Chris Orban, Ohio State University / STEMcoding Project
If you live in a midwestern state like Ohio, whenever Earth Day comes around and the topic of climate change comes up you are in for a particular challenge to explain how serious it is to your fellow human beings. You could talk about how the frequency of hurricanes has increased significantly in the last 20 years, but Ohio doesn’t get hurricanes. You could talk about the historic wildfires and droughts in California, but that’s California, not here. Even explaining that Glacier National Park is running out of glaciers feels a little hollow — Ohio doesn’t have glaciers. How do you explain to a curious soul that a global increase in average temperature of 1.5 Fahrenheit is something to worry about when most of us wouldn’t notice that difference on our home thermostat?

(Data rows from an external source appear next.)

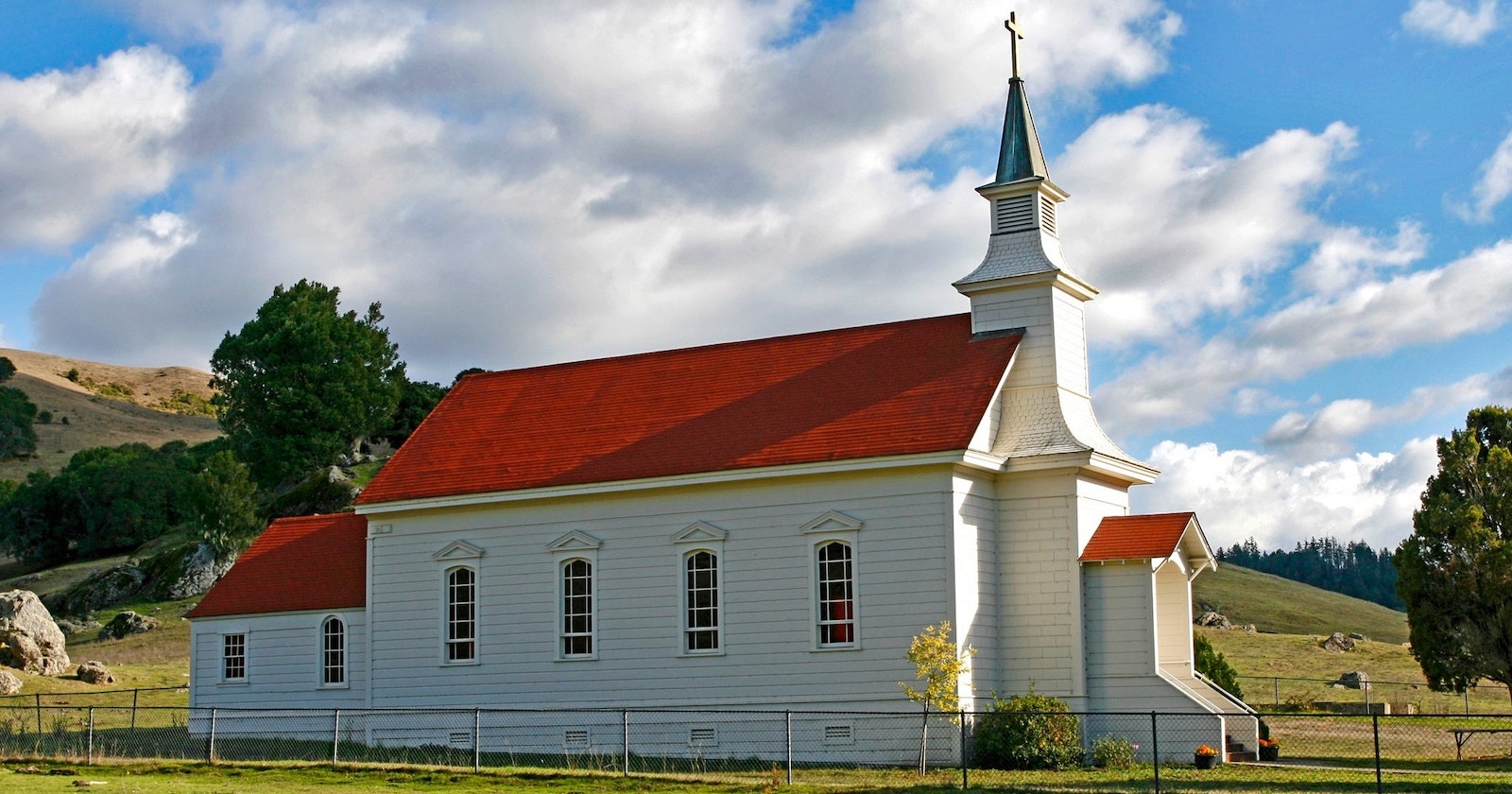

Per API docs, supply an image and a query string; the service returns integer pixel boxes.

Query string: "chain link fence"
[0,699,1512,791]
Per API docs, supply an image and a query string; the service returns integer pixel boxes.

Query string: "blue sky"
[0,0,1512,546]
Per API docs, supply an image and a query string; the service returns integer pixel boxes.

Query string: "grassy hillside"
[1193,565,1512,714]
[1192,565,1408,645]
[0,350,221,479]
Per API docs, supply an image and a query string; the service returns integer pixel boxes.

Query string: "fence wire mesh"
[0,700,1512,791]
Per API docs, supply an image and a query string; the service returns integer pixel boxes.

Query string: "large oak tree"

It turns out there is a way to contextualize climate change to your exact location with a little bit of DIY climate science. I came up with the idea for it after ruminating on stories I had heard that, decades ago, people would skate on frozen ponds in our area for weeks in the winter and even the river running through our town would freeze over. I wanted to figure out a way to explain why this doesn’t typically happen anymore.
As I say on this video I made describing my climate hack, I am not a climate scientist. I’m just a physics professor doing my best to show teachers and students how coding can enhance traditional science and math classes with a YouTube channel called STEMcoding. The end product of my “Earth Day coding activity” is an estimate for the average number of days of freezing (T < 32 F) weather at your location that has been lost due to climate change. Put another way, this is how many days that the growing season has expanded due to higher temperatures.

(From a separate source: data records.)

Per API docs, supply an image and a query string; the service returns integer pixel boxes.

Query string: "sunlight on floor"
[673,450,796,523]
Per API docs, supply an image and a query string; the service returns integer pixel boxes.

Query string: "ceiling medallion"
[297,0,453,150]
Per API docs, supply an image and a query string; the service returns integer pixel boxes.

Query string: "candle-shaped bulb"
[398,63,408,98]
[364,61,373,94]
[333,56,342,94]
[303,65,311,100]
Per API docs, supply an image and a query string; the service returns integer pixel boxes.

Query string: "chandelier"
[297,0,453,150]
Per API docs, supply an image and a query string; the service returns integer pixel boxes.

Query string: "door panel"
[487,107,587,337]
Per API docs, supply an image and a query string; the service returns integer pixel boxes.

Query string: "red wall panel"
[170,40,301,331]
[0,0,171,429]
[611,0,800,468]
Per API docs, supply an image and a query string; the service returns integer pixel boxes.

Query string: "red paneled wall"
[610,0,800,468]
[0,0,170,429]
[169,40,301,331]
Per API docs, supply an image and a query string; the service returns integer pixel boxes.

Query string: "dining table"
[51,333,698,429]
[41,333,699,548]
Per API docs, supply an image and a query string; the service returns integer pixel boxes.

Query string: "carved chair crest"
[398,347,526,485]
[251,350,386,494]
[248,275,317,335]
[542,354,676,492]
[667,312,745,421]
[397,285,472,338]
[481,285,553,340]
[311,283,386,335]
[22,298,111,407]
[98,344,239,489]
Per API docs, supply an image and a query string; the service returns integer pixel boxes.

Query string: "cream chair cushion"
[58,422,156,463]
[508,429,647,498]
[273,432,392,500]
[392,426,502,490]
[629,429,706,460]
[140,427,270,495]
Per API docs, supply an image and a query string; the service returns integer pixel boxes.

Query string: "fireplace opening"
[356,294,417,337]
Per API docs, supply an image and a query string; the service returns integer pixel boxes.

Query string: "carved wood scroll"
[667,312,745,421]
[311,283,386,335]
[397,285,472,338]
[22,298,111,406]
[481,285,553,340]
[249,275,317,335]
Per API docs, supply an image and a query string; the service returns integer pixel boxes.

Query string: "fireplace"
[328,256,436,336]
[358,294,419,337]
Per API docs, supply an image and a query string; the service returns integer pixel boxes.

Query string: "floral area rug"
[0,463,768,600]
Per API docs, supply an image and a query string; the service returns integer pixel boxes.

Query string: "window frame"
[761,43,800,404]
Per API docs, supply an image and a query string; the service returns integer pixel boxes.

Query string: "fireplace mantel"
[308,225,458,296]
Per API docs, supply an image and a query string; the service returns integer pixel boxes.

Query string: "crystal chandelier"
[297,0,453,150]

So instead of talking about climate change in terms of 1.5 F versus 2.0 F, or talking about keeping carbon dioxide in the atmosphere under 350 parts per million, you can talk about how many of the coldest days or weeks per year that have, in a sense, disappeared It turns out that a typical number of days “lost” is … wait! This is DIY climate science! You’re going to have to figure it out for yourself by following these directions:
Open up a google search and type in the words “climate data”. Run the search, then click “Graphs”. Google will automatically look up the typical high and low daily temperature at your location month by month. Here is what it looks like for Columbus, Ohio:
This function is set up in a code and there is a for loop there that counts how many days per year that T(t) < 32.0 F. The default values for T-hottest and T-coldest in that program are for Columbus, Ohio but you can modify those numbers for your location.
The code is set up to add an overall shift in temperature and to count how many days of freezing weather that have disappeared. You can even add a random function to represent day-to-day fluctuations in the temperature and still see the trend (I sometimes advertise this activity as being an introduction to the field of data analytics with this step in mind). To get a rough idea of how many days we’re talking about, pay close attention to when the shift is equal to 1.5 F. Some locations may have warmed more than this, some less. Columbus turns out to have a temperature shift close to 2.3 F which, according to the program, indicates that Columbus has lost something like 26 days of freezing whether. This result agrees well with a data sheet on Columbus compiled by real climate scientists at GLISA which includes an estimate of the impact on the growing season. You can find GLISA data for cities in the Great Lakes region on their website. This data set is particularly useful for its estimate of how much the temperature has increased at your location. If you don’t live near within a few hours drive of the great lakes, a useful site is a New York Times database of how hot American cities were in 2017.
26 fewer days of freezing weather?! No wonder there is so little pond skating any more in Ohio! Now there is a midwestern context for understanding how, in other places, the tundra is melting and glaciers are retreating. The human impact on the climate is enough to throw nature off by weeks, not days.
This kind of computational activity can provide an admittedly simple numerical proxy for understanding the complex and interconnected feedback systems at work in climate change. There are so many different aspects of our weather that climate change impacts, that the somewhat innocuous local change of removing pond skating as a viable sport in Columbus, Ohio feels almost beneath mentioning when only 30 days ago states like Nebraska, Missouri and Iowa experienced historic flooding and there are island nations that will be under water within our lifetimes.
But for the sake of all the midwestern kids out there struggling to wrap their minds around how climate change affects them, I feel like explaining climate change this way is a gentle introduction to a topic that often seems very distant and academic. The Earth Day coding activity described here also aligns well with a rather challenging section of the Next Generation Science Standards that implores teachers to help students create computer simulations to model the impact of human activity on the environment.
Chris Orban is a physics professor at Ohio State University and he leads the STEMcoding project, which is an effort to integrate coding into high school physics, physical science and math. His background is in computational physics and plasma physics.